Terlepas dari sikap pasif negara-negara Islam terhadap genosida Muslim Rohingya Myanmar, Organisasi Kerjasama Islam (OKI), yang memiliki 57 negara anggota dan dapat mewakili dua miliar Muslim, karena sabotase Arab Saudi gagal mengambil keputusan serius dan tegas, yang menguntungkan Muslim Rohingya. Sementara itu, opini publik di dunia Islam, mengharapkan OKI mengambil tindakan serius untuk mencegah pembunuhan dan pengusiran Rohingya dari tanah air bersejarah mereka.
Faktanya, Organisasi Kerjasama Islam (OKI) dalam praktiknya gagal mengambil langkah untuk memaksa Myanmar menghormati hak-hak Muslim Rohingya, kecuali menggelar beberapa pertemuan di tingkat pejabat pemerintah yang lebih rendah dari negara-negara Islam atau paling banyak di tingkat menlu. Pada saat yang sama, Organisasi Kerjasama Islam (OKI) di sidangnya bisa saja menyerukan pemutusan hubungan antara negara-negara Islam dan pengenaan sanksi ekonomi sebagai pengungkit tekanan terhadap Myanmar. Itu adalah satu-satunya negara kecil di Maladewa yang memutuskan hubungan politik dan perdagangan dengan Myanmar untuk mendukung Muslim Rohingya.
Tetapi mengapa negara-negara Islam tidak mengambil sikap yang sama dan tegas dalam mendukung Muslim Rohingya? Hal ini perlu untuk menunjukkan pertimbangan yang berbeda dari masing-masing negara Islam. Beberapa negara Islam, seperti Arab Saudi, telah berinvestasi di tanah yang diduduki Rohingya dan oleh karena itu mempertimbangkan untuk bekerja sama dengan pemerintah dan tentara Myanmar.
Pertimbangan semacam ini jelas bertentangan dengan harapan masyarakat Islam. Muslim di negara-negara Islam mengharapkan pemerintah dan pemerintah mereka untuk mengambil posisi yang jelas dan mendukung Muslim Rohingya. Tetapi pemerintah enggan untuk mengambil tindakan yang cukup selain mengeluarkan pernyataan yang tidak efektif, dan beberapa negara yang telah menyerukan tindakan yang lebih serius dalam hal ini sebenarnya tidak disambut oleh negara-negara Islam lainnya.
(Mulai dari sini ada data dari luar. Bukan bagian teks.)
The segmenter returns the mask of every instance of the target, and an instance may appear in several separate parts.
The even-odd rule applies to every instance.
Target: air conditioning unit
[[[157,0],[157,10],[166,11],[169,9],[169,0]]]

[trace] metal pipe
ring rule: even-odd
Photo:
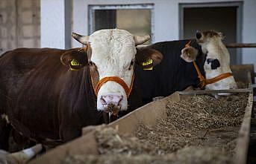
[[[256,43],[231,43],[225,45],[227,47],[256,47]]]

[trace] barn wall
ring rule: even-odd
[[[0,54],[40,47],[40,0],[0,0]]]
[[[70,1],[71,0],[41,0],[42,47],[69,48]]]
[[[256,43],[256,1],[245,0],[243,6],[243,42]],[[243,63],[255,64],[256,70],[256,48],[243,49]]]
[[[256,42],[256,1],[255,0],[74,0],[72,30],[88,34],[88,5],[90,4],[154,4],[154,42],[179,39],[179,9],[180,3],[221,3],[242,1],[242,42]],[[72,40],[73,47],[81,46]],[[243,63],[255,63],[255,48],[243,49]]]

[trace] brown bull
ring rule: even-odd
[[[78,137],[82,127],[103,123],[110,106],[125,111],[128,105],[129,111],[141,105],[131,87],[137,38],[118,29],[90,38],[84,48],[19,48],[1,56],[1,148],[8,146],[8,124],[23,137],[61,143]],[[146,54],[136,58],[142,62],[151,57]],[[154,65],[160,62],[154,59],[158,55],[153,54]],[[100,82],[109,77],[114,80]]]

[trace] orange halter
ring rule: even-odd
[[[104,77],[102,78],[101,80],[99,81],[96,87],[94,88],[94,92],[96,94],[96,95],[98,95],[98,92],[99,91],[99,89],[101,88],[101,87],[102,86],[102,85],[108,81],[112,81],[112,82],[115,82],[118,84],[119,84],[124,89],[127,95],[127,98],[129,97],[133,85],[134,85],[134,73],[133,73],[132,77],[131,77],[131,83],[130,85],[130,88],[126,85],[126,83],[119,77],[117,76],[107,76],[107,77]]]
[[[191,40],[188,42],[188,43],[186,44],[185,47],[190,47],[190,45],[191,43]],[[232,76],[232,73],[225,73],[222,74],[220,74],[216,77],[207,79],[205,79],[205,77],[201,73],[201,71],[199,68],[199,67],[197,66],[196,63],[195,61],[193,62],[193,64],[196,70],[197,74],[198,74],[198,77],[200,80],[200,83],[199,83],[199,87],[201,89],[204,88],[207,85],[210,85],[214,82],[216,82],[221,79],[225,79],[227,77],[229,76]]]

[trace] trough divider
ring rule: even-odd
[[[247,162],[247,152],[250,139],[251,118],[253,104],[252,90],[249,95],[247,106],[240,129],[238,133],[236,145],[235,164],[246,164]]]

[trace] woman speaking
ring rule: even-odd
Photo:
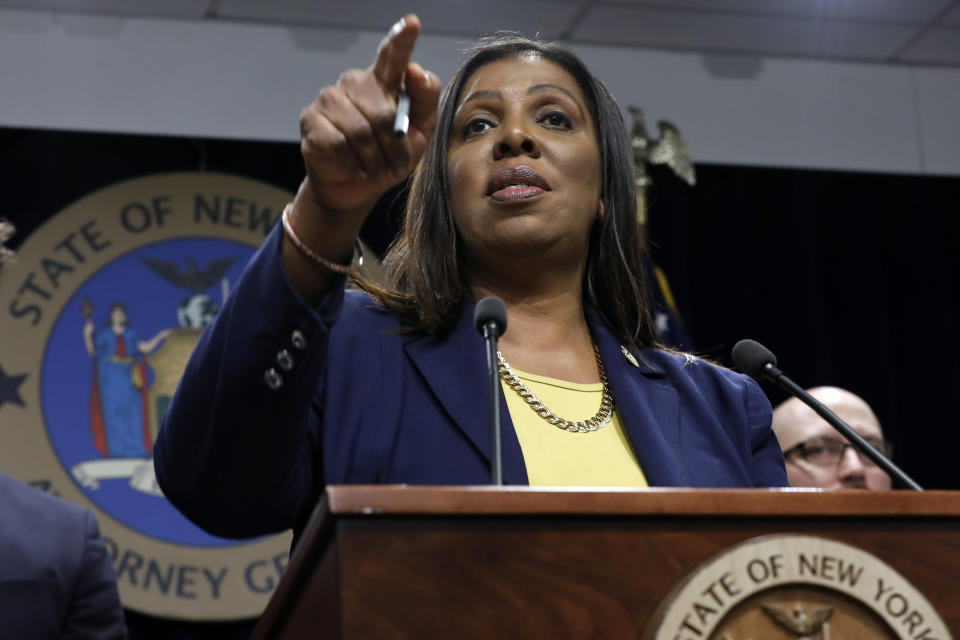
[[[656,344],[630,143],[606,87],[566,49],[510,36],[482,40],[441,95],[410,62],[419,29],[402,19],[370,68],[303,111],[306,177],[160,430],[167,497],[246,537],[298,533],[330,483],[488,483],[473,326],[488,295],[509,315],[506,482],[786,485],[759,387]],[[345,292],[361,225],[411,171],[385,284]]]

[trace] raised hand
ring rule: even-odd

Posisi pasif negara-negara Islam dan Organisasi Kerjasama Islam sebagian besar sejalan dengan posisi pasif forum internasional lainnya. Namun, jika negara-negara Islam benar-benar dapat membentuk koalisi yang kuat dan memboikot Myanmar serta memutuskan hubungan dengan Myanmar, Myanmar tidak diragukan lagi akan dipaksa untuk mempertimbangkan kembali kebijakan genosidanya terhadap Muslim Rohingya.
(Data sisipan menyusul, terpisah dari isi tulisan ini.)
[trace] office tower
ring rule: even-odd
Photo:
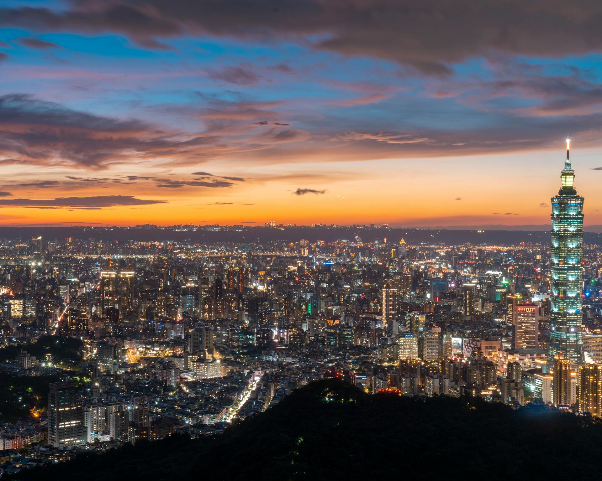
[[[205,352],[213,355],[213,329],[206,326],[193,329],[188,337],[188,352],[194,355]]]
[[[408,246],[406,245],[405,239],[402,237],[399,241],[399,245],[397,246],[397,258],[404,259],[408,253]]]
[[[569,159],[569,147],[567,141],[566,161],[560,174],[562,186],[558,195],[551,199],[551,327],[548,366],[553,363],[558,352],[573,363],[583,363],[581,332],[583,198],[577,195],[573,186],[575,173]]]
[[[109,437],[111,440],[125,441],[128,437],[129,413],[122,407],[109,415]]]
[[[523,380],[523,366],[521,366],[520,363],[508,363],[506,371],[506,379],[514,379],[514,381]]]
[[[506,296],[506,315],[504,316],[504,320],[506,321],[506,325],[509,327],[516,323],[516,308],[522,296],[517,294],[507,294]]]
[[[439,332],[425,332],[423,345],[423,359],[433,361],[439,359]]]
[[[393,288],[391,283],[385,283],[380,295],[382,298],[382,323],[383,327],[386,328],[397,313],[397,290]]]
[[[119,317],[134,307],[134,272],[119,272]]]
[[[429,294],[433,301],[438,301],[447,293],[447,281],[445,279],[429,279]]]
[[[427,397],[433,396],[449,396],[450,380],[443,376],[427,376],[424,379],[424,394]]]
[[[602,364],[579,366],[577,389],[578,409],[592,416],[602,416]]]
[[[181,316],[192,317],[198,311],[199,292],[194,287],[187,286],[180,292],[179,313]]]
[[[402,334],[397,340],[397,353],[400,361],[418,359],[418,339],[414,334]]]
[[[96,365],[101,372],[114,373],[114,365],[117,364],[116,346],[113,343],[99,342],[96,346]]]
[[[452,333],[442,332],[439,336],[439,354],[441,357],[448,357],[452,355]]]
[[[406,314],[406,330],[417,337],[421,335],[426,324],[426,316],[419,312],[409,312]]]
[[[514,309],[514,349],[536,349],[539,346],[539,308],[520,305]]]
[[[541,399],[544,403],[550,404],[553,400],[552,382],[554,376],[535,373],[533,377],[535,378],[535,397]]]
[[[554,355],[553,362],[554,379],[552,382],[552,402],[556,406],[570,406],[574,400],[571,369],[571,360],[565,358],[562,352]]]
[[[583,351],[594,363],[602,363],[602,334],[583,334]]]
[[[239,293],[242,293],[244,290],[244,288],[246,287],[245,283],[245,277],[244,277],[244,268],[240,267],[238,268],[237,271],[237,287]]]
[[[470,319],[474,314],[474,292],[476,289],[476,284],[463,284],[462,285],[462,311],[464,314],[465,319]]]
[[[209,320],[213,319],[213,311],[212,307],[211,289],[209,279],[202,277],[199,280],[199,310],[200,318]]]
[[[117,305],[117,272],[101,272],[101,312],[107,317],[107,310]]]
[[[504,402],[516,401],[524,404],[523,384],[523,367],[520,363],[508,363],[506,378],[501,383],[501,399]]]
[[[110,317],[111,308],[117,309],[121,317],[133,307],[134,274],[131,271],[101,272],[101,310],[103,317]]]
[[[25,310],[22,299],[9,299],[8,304],[10,305],[8,315],[12,319],[20,319],[23,317]]]
[[[84,409],[77,384],[51,382],[48,394],[48,444],[55,447],[85,444]]]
Bahkan jika dianggap membentuk koalisi seperti itu dalam praktiknya, posisi 57 negara Islam akan menekan para pemimpin Myanmar untuk mempertimbangkan kembali kebijakan mereka. Selain itu, dua negara Islam penting di Asia Timur, Indonesia dan Malaysia, yang tergabung dalam ASEAN dan Myanmar merupakan anggota, dapat mengambil sikap tegas bahkan menuntut pengusiran Myanmar dari organisasi ini.
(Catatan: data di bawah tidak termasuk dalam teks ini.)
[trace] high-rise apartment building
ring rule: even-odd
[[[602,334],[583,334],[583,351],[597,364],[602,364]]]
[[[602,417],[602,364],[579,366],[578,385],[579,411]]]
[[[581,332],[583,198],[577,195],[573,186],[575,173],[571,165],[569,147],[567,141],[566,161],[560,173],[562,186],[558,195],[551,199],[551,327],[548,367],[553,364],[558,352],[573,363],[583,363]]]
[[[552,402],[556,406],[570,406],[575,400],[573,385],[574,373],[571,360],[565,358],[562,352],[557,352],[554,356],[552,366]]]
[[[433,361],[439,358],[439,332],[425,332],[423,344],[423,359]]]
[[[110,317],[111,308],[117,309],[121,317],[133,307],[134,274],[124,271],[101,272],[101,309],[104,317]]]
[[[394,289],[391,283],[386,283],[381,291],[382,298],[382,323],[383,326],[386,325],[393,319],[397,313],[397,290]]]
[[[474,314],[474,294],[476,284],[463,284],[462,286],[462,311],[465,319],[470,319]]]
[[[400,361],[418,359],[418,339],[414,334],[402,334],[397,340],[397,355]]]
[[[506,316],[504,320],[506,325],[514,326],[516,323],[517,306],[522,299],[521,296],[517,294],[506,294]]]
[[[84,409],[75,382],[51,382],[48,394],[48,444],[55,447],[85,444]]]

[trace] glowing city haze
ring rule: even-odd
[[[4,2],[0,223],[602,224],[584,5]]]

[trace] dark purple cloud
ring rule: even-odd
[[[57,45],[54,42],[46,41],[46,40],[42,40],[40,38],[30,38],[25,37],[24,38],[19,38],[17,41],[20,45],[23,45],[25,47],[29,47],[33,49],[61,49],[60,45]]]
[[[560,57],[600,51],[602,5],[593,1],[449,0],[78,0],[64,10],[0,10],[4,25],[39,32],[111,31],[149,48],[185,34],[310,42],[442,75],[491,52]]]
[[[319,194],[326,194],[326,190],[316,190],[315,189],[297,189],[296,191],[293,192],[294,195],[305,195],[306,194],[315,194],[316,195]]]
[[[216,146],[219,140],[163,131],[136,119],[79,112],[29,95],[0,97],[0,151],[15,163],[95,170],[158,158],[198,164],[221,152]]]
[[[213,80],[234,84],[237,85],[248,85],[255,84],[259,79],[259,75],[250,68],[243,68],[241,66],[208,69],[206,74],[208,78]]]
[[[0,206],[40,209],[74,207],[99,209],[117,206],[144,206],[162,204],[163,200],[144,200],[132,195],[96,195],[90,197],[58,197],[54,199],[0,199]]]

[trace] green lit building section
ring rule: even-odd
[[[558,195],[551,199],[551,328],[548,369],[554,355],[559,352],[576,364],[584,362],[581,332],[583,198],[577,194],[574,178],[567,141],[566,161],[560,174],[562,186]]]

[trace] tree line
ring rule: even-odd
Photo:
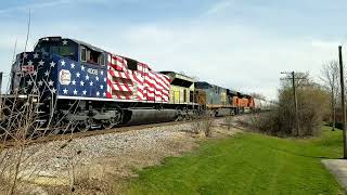
[[[323,63],[319,79],[313,79],[309,73],[295,73],[298,123],[295,120],[291,77],[288,75],[282,78],[278,90],[278,104],[271,112],[257,116],[254,120],[255,129],[278,136],[307,136],[318,134],[323,123],[332,126],[332,130],[340,128],[338,63]]]

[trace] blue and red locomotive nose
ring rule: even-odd
[[[17,54],[12,66],[11,90],[18,94],[56,93],[56,64],[59,55],[42,52]]]
[[[11,89],[20,94],[106,99],[107,69],[56,54],[25,52],[12,67]]]

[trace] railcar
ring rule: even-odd
[[[33,52],[17,54],[11,77],[2,121],[12,120],[15,101],[17,109],[31,106],[42,129],[87,131],[224,116],[254,105],[239,92],[175,72],[157,73],[145,63],[62,37],[41,38]]]

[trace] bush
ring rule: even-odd
[[[297,89],[299,131],[296,130],[293,90],[283,87],[279,91],[279,104],[270,113],[261,115],[255,127],[273,135],[314,135],[329,113],[329,94],[318,84],[306,83]]]

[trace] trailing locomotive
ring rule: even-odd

Negara-negara ini tidak saja mengambil tindakan, bahkan menolak menurunkan perdagangan dan hubungan politiknya dengan Myanmar serta mensyaratkannya dengan melindungi hak-hak Muslim Rohingya. Padahal sepert yang dikatakan Andrew Gilmour, wakil sekretasir Komisaris Tinggi HAM PBB, kinerja militer Myanmar terhadap Muslim Rohingya bukti nyata genosida sebuah etnis.